Étude: L'anorexie peut entraîner des changements spectaculaires dans la structure du cerveau

L'anorexie est un trouble alimentaire dangereux et potentiellement mortel qui a un effet énorme sur le corps. Une nouvelle étude souligne également l'impact du manque de nourriture adéquate sur le cerveau. Sur la base d'un total de 1648 scanners du cerveau féminin (685 avec l'anorexie), recueillis par 22 [...]
L'anorexie est un trouble alimentaire dangereux et potentiellement mortel qui a un effet énorme sur le corps.
Une nouvelle étude souligne également l'impact du manque de nourriture adéquate sur le cerveau.
D'après un total de 1 648 scans du cerveau féminin (685 avec anorexie), recueillis dans 22 pays différents, les chercheurs ont constaté une diminution de l'épaisseur du cortex, des volumes subcotiques et de la surface du cortex chez les personnes atteintes d'anorexie. Fondamentalement, le cerveau “curres” en quelque sorte.
Quant à la taille de l'échantillon, l'étude montre combien il est important de s'attaquer à la situation le plus tôt possible dans son développement.
Pour cette étude, nous travaillons intensivement depuis plusieurs années avec des équipes de recherche du monde entier. La capacité de combiner des milliers de résultats d'analyse cérébrale par des personnes avec l'anorexie nous a permis d'étudier les changements qui peuvent caractériser ce trouble beaucoup plus en détail, a déclaré la psychologue Esther Walton de l'Université de Bath en Grande-Bretagne
Bien que les scientifiques ne sachent pas ce qui cause l'anorexie, nous en savons beaucoup plus sur ses effets.

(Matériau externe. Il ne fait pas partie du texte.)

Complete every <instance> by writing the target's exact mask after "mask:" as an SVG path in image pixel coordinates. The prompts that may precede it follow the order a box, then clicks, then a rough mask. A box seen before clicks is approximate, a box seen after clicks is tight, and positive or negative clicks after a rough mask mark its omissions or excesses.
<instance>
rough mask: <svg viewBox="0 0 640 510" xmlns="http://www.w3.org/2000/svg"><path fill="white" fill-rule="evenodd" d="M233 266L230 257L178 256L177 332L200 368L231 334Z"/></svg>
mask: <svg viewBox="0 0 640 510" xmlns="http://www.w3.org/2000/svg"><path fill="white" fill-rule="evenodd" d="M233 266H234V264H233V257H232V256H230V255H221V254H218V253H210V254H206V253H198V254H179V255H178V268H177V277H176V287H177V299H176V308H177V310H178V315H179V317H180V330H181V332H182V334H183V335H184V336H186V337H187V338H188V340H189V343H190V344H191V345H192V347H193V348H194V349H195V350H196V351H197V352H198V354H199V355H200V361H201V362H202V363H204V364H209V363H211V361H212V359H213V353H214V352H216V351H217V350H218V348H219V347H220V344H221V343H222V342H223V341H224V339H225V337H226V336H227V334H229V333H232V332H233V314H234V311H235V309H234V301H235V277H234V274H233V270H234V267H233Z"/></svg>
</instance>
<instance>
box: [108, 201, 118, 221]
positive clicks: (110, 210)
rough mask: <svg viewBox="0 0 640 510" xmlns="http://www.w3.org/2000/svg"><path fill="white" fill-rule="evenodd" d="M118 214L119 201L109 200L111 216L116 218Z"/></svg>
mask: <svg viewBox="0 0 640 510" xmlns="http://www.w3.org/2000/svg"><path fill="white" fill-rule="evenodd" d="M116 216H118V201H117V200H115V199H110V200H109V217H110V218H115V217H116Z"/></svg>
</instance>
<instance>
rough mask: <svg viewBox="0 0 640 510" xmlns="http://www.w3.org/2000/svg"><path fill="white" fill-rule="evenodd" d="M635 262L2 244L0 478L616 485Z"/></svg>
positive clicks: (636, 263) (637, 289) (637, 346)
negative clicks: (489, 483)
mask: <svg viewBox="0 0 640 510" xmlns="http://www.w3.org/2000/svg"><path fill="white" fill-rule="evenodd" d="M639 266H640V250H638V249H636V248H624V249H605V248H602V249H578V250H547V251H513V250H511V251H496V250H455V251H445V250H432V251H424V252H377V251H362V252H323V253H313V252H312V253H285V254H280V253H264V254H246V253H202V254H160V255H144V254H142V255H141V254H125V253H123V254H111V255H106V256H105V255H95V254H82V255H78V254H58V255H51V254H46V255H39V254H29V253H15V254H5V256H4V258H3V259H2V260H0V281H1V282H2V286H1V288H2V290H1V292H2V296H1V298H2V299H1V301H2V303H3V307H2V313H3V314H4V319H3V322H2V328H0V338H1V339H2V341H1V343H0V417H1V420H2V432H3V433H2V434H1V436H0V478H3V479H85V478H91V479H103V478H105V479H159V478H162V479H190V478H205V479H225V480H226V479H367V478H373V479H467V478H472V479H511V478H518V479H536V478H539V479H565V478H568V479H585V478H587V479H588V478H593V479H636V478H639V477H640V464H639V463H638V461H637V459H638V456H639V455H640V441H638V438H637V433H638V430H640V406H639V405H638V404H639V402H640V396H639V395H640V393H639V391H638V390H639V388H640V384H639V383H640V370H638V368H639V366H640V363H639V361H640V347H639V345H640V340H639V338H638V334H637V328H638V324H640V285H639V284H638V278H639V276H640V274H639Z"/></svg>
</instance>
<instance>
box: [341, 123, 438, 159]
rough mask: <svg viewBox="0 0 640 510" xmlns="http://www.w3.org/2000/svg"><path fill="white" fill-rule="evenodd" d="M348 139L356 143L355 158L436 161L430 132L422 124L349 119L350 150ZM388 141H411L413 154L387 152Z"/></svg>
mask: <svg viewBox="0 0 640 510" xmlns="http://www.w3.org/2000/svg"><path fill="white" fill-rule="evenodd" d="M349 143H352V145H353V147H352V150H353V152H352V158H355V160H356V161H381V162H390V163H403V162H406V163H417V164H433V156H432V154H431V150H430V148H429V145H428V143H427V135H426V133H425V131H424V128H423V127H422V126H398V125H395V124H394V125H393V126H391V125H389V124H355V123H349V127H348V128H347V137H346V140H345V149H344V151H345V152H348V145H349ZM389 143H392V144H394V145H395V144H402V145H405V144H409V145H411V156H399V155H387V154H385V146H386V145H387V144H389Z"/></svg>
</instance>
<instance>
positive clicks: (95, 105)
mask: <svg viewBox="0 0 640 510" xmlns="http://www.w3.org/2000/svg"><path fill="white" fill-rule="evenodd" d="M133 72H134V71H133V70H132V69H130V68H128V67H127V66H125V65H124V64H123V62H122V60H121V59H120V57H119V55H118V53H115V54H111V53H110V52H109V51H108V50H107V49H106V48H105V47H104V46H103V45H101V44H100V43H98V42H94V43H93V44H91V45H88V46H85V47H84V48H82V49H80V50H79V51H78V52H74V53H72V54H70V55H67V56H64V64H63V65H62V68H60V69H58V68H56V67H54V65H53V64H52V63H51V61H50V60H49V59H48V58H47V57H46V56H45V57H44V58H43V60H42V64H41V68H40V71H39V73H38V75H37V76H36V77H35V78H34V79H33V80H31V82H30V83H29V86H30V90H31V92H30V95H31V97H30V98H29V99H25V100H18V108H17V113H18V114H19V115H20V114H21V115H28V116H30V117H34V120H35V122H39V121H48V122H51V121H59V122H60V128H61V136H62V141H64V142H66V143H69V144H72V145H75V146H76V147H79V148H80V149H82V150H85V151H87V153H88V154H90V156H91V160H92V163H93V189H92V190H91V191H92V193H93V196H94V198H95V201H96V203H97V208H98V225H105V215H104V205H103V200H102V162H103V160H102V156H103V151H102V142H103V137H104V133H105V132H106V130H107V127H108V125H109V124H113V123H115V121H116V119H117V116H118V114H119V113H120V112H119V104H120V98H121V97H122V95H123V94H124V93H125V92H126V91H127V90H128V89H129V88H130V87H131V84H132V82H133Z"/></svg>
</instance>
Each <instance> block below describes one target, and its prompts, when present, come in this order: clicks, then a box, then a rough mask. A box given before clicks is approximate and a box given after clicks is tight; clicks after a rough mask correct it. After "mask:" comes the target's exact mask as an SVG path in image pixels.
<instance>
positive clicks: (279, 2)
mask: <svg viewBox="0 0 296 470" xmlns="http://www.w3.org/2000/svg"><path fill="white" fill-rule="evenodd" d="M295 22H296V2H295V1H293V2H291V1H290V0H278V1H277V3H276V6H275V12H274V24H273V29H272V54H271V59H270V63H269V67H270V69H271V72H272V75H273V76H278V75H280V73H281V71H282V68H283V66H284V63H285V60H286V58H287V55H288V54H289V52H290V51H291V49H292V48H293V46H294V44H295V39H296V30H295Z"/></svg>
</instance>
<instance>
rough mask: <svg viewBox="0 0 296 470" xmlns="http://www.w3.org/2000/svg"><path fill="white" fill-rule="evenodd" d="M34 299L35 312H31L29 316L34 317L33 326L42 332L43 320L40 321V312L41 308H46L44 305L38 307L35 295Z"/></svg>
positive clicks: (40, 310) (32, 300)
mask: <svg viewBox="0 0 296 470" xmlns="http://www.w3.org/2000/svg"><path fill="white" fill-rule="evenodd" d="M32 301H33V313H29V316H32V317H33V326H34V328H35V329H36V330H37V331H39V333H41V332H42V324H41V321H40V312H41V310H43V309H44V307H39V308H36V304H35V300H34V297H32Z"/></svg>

Des millions de personnes dans le monde sont touchées. C'est une cause majeure de décès lié à des problèmes de santé mentale.
À mesure que d'autres données provenant d'études futures viendront, les scientifiques seront en mesure de mieux comprendre les causes exactes de ce déclin du volume cérébral chez les personnes atteintes d'anorexie et de certains des mécanismes neurologiques qui l'accompagnent.
À l'heure actuelle, il est clair que le traitement le plus tôt est nécessaire et offert, le mieux. Les mêmes techniques utilisées ici peuvent également être utilisées pour mesurer l'efficacité du traitement des lésions cérébrales, écrit Science Alert.